Later all of this blather will be edited out, so the clip that will be repeated hundreds of times on television will begin here, paused, as the news puts a small red circle around a woman sitting on a park bench on the right side of the screen. “This appears to be the perpetrator,” the anchor says. She’s white-haired, probably sixty, sitting there reading a book, in no way unusual, like an extra in a movie, filling out the frame. She’s wearing a light blue shirt over a tank top, black leggings that look elastic and yoga-inspired. Her short hair is tousled and falls in little spikes over her forehead. She seems to have an athletic compactness to her—thin but also muscular. She notices what’s happening around her. She sees the governor approaching and closes her book and stands and watches. She’s on the edge of the frame seemingly trying to decide what to do. Her hands are on her hips. She’s biting the inside of her mouth. It looks like she’s weighing her options. The question this pose seems to ask is: Should I?

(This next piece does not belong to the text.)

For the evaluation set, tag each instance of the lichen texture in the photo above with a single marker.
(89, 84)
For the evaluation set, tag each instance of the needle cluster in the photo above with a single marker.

Then she starts walking, quickly, toward the governor. She has discarded her book on the bench and she’s walking, taking these large strides like suburbanites doing laps around the mall. Except her arms stay steady at her sides, her fists in balls. She gets close enough to the governor that she’s within throwing range and, at that moment, fortuitously, the crowd parts, so from the vantage point of our videographer there’s a clear line of sight from this woman to the governor. The woman stands on a gravel path and looks down and bends at her knees and scoops up a handful of rocks. Thus armed, she yells—and this is very clear, as the wind dies down exactly at this moment and the crowd seems to hush, almost as if everyone knows this event is going to happen and so they all do what they can to successfully capture it—she yells, “You pig!” And then she throws the rocks.

At first there’s just confusion as people turn to see where the yelling is coming from, or they wince and flinch away as they are struck by the stones. And then the woman scoops another handful of rocks and throws, and scoops and throws and scoops and throws, like a child in an all-out snowball war. The small crowd ducks for cover and mothers protect their children’s faces and the governor doubles over, his hand covering his right eye. And the woman keeps throwing rocks until the governor’s security guards reach her and tackle her. Or not really tackle but rather embrace her and slump to the ground, like exhausted wrestlers.

And that’s it. The whole video lasts less than a minute. After the broadcast, certain facts become available in short order. The woman’s name is released: Faye Andresen-Anderson, which everyone on the news mistakenly pronounces as “Anderson-Anderson,” making parallels to other infamous double names, notably Sirhan Sirhan. It is quickly discovered that she is a teaching assistant at a local elementary school, which gives ammunition to certain pundits who say it shows how the radical liberal agenda has taken over public education. The headline is updated to TEACHER ATTACKS GOV. PACKER! for about an hour until someone manages to find an image that allegedly shows the woman attending a protest in 1968. In the photo, she sits in a field with thousands of others, a great indistinct mass of people, many of them holding homemade banners or signs, one of them waving high an American flag. The woman looks at the photographer drowsily from behind her big round eyeglasses. She leans to her right like she might be resting against someone who’s barely out of frame—all that’s visible is a shoulder. To her left, a woman with long hair and an army jacket stares menacingly at the camera over silver aviator shades.